The Soul

Someone recently asked me: the soul ? What type of a thingamajig is that?

The soul, as type of thingamajig, is for example, when you have two different usernames, it is still you. You’re chuckling, but some people are persuaded that they live solely in their username, and if their username is bumped, there is nothing beyond that. One must absolutely not tinker with their subscription, else they have excruciating anguishes. It’s true, no one has any experience other than affective of their soul, at least during the period of your subscription, because if your soul leaves your Internet provider, then you become totally free. Plato635 already said it, so you see, hardly anything new under the sun. Plato635 is about 250.000.000 page views before AOL. Later on, JC specified that upon resurrection each of us would have a glorious username, but this would lead us to a theology of the username and we can’t see everything at once.
:sunglasses:

beingandquirckiness.blogspot.com … /gift.html

You cannot enter into eternity, because you have always been, and are doomed to be – eternal. You – are form, but your substance, will take on infinitely various forms, forever.

I guess?

Dan~, I was just wondering, do you feel as if your ‘substance’ will lead to a new consciousness eventually? In a sense re-incarnating yourself?

beingandquirckiness.blogspot.com … it-is.html

It is true that only solitude averts isolation. I am quite wary of those who feel good everywhere. I feel good nowhere, with or without people, happy or not happy, unhappy or not unhappy, all this is not of interest.

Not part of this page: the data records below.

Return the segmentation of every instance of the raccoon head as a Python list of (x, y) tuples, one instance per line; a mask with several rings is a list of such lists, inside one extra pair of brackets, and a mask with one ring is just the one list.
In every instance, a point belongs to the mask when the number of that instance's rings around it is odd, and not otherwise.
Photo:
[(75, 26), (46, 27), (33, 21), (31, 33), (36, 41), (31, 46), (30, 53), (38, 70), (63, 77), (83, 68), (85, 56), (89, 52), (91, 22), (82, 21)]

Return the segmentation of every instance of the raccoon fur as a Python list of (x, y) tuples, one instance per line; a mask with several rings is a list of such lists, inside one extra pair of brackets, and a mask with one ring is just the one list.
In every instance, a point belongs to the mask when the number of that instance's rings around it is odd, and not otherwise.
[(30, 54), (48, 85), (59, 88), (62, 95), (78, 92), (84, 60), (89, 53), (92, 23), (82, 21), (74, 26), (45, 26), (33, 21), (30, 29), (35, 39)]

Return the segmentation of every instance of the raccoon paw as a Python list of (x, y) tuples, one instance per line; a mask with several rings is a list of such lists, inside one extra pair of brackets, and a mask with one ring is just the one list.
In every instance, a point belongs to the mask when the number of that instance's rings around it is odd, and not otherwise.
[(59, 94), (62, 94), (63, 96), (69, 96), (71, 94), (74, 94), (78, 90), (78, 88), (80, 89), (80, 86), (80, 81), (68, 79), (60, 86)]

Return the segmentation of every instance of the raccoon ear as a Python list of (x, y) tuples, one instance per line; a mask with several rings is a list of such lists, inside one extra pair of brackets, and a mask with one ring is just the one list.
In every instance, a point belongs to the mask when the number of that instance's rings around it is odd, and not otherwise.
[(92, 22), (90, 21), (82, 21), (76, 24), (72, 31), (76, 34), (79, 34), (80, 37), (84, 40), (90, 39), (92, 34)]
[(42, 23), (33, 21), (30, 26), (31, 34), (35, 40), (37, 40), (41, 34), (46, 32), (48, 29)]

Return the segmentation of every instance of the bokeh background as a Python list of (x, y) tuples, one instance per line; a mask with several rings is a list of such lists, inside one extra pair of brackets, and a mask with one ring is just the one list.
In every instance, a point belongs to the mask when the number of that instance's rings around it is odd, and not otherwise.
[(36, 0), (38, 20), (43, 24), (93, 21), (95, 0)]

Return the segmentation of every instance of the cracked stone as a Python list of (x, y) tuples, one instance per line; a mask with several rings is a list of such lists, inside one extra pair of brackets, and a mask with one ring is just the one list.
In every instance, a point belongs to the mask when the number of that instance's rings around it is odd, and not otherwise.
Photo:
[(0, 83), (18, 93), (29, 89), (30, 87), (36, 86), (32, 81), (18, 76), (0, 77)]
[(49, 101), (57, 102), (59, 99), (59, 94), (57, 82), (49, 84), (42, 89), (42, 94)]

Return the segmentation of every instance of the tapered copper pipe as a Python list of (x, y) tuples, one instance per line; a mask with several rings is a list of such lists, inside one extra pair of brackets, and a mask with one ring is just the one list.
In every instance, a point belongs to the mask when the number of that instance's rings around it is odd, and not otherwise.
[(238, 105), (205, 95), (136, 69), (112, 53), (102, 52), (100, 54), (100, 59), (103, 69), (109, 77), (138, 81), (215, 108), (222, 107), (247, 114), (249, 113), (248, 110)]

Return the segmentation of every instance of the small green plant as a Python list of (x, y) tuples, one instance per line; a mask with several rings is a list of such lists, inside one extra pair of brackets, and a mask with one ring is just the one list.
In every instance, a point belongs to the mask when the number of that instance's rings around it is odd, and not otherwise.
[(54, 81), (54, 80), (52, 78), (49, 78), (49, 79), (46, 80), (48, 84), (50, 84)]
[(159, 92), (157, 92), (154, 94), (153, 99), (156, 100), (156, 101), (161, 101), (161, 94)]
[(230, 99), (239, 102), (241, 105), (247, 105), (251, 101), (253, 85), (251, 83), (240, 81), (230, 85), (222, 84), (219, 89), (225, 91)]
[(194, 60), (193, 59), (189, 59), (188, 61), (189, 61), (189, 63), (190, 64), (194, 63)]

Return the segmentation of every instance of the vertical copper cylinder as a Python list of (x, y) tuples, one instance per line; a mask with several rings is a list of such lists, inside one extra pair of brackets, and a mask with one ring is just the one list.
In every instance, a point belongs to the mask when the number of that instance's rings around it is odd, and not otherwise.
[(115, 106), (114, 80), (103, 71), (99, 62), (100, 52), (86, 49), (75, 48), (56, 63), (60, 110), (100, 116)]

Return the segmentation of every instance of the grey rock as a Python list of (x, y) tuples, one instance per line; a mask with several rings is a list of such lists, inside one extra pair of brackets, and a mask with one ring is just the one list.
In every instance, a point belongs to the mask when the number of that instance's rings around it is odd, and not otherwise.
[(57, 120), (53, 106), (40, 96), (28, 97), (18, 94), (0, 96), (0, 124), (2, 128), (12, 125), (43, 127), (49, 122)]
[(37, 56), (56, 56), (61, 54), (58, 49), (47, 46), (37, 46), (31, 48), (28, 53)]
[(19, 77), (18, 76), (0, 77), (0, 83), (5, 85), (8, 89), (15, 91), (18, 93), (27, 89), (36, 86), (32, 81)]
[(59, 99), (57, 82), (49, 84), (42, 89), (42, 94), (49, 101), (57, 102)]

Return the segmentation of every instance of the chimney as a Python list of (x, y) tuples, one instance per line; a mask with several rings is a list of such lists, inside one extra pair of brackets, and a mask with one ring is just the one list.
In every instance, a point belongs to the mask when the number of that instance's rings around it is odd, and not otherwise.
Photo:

One must be unconscious to feel good and I can’t manage so. Maybe the thing is to play a reed-pipe, like Socrates before the great leap, and to not bother about anything else even though each second a thousand bits of information arrive from who knows where and relate every detail of the stupendous. So what is left? The superman!? It is a farce which only still amuses Nietzsche, and he is gone. What else? Let go of human nature to consort with the animals? Revert to the amnesic subhuman? Geez, Freud ridiculized himself with that… That is for the blockheads. No way around it, only ecstasy does the job, to rapt out of one’s self in a beaming and uninterrupted contemplation, tearing away without delay the loam from weightiness, at least foreshadowing a transfiguration.
:astonished:

beingandquirckiness.blogspot.com … mbies.html

Hmm, seems we have a live one here folks.

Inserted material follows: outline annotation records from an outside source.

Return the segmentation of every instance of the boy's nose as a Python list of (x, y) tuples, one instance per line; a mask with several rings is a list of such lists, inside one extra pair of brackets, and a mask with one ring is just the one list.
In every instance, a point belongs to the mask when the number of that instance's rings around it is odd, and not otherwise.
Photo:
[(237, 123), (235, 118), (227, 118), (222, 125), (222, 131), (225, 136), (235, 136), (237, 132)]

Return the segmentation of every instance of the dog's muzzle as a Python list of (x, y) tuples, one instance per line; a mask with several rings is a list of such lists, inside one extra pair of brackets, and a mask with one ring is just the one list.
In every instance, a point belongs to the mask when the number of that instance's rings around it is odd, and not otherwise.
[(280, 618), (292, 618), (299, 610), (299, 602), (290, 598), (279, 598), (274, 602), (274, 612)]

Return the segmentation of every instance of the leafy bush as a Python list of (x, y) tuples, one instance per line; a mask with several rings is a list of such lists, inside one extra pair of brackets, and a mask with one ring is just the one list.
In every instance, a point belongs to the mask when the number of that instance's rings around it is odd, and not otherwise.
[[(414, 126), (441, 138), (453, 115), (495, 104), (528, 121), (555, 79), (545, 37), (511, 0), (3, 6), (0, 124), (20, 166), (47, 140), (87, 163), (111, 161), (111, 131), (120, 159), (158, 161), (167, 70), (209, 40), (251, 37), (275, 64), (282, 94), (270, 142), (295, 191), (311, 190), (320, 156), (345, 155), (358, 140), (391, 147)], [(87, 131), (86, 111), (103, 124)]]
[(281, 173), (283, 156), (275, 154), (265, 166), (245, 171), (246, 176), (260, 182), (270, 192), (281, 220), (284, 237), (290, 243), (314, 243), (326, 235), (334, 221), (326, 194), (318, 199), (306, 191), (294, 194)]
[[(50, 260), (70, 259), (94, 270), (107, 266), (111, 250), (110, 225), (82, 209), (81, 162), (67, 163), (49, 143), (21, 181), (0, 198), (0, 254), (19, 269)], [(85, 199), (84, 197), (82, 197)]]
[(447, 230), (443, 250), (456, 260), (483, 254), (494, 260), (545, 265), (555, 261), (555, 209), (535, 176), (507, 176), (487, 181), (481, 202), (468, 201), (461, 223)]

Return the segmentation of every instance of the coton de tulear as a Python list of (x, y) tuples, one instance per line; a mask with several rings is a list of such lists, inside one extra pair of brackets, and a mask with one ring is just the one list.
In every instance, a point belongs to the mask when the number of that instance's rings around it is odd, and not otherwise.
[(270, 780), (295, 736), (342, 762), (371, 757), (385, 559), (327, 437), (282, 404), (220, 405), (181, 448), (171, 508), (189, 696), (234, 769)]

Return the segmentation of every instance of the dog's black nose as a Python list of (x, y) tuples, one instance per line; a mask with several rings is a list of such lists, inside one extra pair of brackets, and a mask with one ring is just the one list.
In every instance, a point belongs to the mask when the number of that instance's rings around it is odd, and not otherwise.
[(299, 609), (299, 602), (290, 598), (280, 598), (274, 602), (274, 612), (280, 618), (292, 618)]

It would certainly please the ego.

Harvey,
Is soul the right word for what you are describing? I’ve never understood the concept of soul, but as far as I can tell, you’re describing character, or personality, embodied and standing out in their singleness. Actually, soul does connote this pretty well. I guess my problem with the term is that the term is religiously ambiguous.

One does not need faith to discover that the soul is a reality at the heart of the living. The Greeks did it as well as many other pagans. There is somehow a sort of amalgam between the words “spiritual” and “religious”. “Spiritual” signifies that which is not material, and not at all “religious”, this last term signifying what is “linked together”. The ancient pagans were quite capable of spiritual operations, i.e. capable of going beyond matter. :wink: Any abstraction takes us beyond the material. Say “tree” and you are beyond matter. In fact, it is precisely there that lays the transition between the animal state and that of the human being. The soul is thus a spiritual reality discovered outside of any religious revelation, and that philosophy can always discover without any faith. For that matter, it is my understanding that Christ, for example, does not explicitly reveal the existence of the human soul, but rather considers this to be acquired knowledge.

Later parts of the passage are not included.